A federal district court in Alabama granted an insurer’s motion to compel arbitration based on a policy provision requiring arbitration in the United Kingdom that the court found not to be unfair because the plaintiff could participate by telephone. Laura A. Thompson v. Generali Worldwide Insurance Company, Ltd., Case No. 3:18-cv-1126 (N.D. Ala. Jun. 10, 2019).
An employee of a company insured under a long-term disability policy sued her employer’s insurer for wrongfully denying her claim for long-term disability benefits. The insurer filed a motion to compel arbitration based on the policy’s broad arbitration provision which required any claims arising out of the policy to be arbitrated in the U.K. The employee argued that the arbitration provision was unenforceable because it grossly favored the insurer, and because she had no meaningful choice of whether to accept or reject the terms of the provision given the expenses associated with participating.

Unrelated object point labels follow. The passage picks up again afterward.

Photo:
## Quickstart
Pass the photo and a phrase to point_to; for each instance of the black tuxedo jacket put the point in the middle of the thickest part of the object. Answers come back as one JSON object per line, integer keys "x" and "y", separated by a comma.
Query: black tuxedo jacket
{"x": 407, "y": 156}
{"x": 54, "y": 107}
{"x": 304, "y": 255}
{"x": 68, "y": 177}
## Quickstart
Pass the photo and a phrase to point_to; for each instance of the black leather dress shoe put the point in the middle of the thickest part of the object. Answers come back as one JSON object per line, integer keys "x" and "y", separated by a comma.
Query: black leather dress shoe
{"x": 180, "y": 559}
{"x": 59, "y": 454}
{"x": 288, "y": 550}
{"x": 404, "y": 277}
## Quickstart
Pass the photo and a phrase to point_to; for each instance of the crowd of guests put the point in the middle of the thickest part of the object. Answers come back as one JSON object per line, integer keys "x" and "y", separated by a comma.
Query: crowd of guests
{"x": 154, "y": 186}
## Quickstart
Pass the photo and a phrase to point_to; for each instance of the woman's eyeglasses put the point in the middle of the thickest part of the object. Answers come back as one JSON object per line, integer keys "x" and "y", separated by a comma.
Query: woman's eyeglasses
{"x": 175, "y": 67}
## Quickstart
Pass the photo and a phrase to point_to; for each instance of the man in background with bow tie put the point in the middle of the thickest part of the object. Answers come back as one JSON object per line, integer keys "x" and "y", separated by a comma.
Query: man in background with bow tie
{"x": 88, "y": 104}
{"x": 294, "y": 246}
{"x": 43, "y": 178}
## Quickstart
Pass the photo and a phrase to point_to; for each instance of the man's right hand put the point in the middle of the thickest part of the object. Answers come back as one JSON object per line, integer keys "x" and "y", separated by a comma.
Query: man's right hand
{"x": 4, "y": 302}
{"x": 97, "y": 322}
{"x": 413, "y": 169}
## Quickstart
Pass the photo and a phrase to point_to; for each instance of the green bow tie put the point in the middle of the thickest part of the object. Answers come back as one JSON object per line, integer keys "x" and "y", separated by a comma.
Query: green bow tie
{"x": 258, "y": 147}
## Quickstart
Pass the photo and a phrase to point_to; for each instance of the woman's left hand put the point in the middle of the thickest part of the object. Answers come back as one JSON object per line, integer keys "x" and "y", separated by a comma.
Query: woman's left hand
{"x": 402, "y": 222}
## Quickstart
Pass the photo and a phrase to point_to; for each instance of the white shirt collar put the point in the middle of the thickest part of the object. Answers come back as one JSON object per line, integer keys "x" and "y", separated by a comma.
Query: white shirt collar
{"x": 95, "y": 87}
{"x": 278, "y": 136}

The court disagreed, finding the arbitration provision to be enforceable as written under Alabama law. The court ruled that under Alabama law, a plaintiff must be party to the contract of insurance to establish that there was a lack of meaningful choice regarding an arbitration provision, that the provision was unreasonably unfavorable to an insured, or that there as unequal bargaining power between the insured and the insurer. The court found that the plaintiff could not meet this burden as an employee of the insured company and thus a third-party beneficiary to the policy. The court ruled that the costs were not excessive where the provision allowed for the plaintiff to participate telephonically and did not require that she hire counsel in the U.K.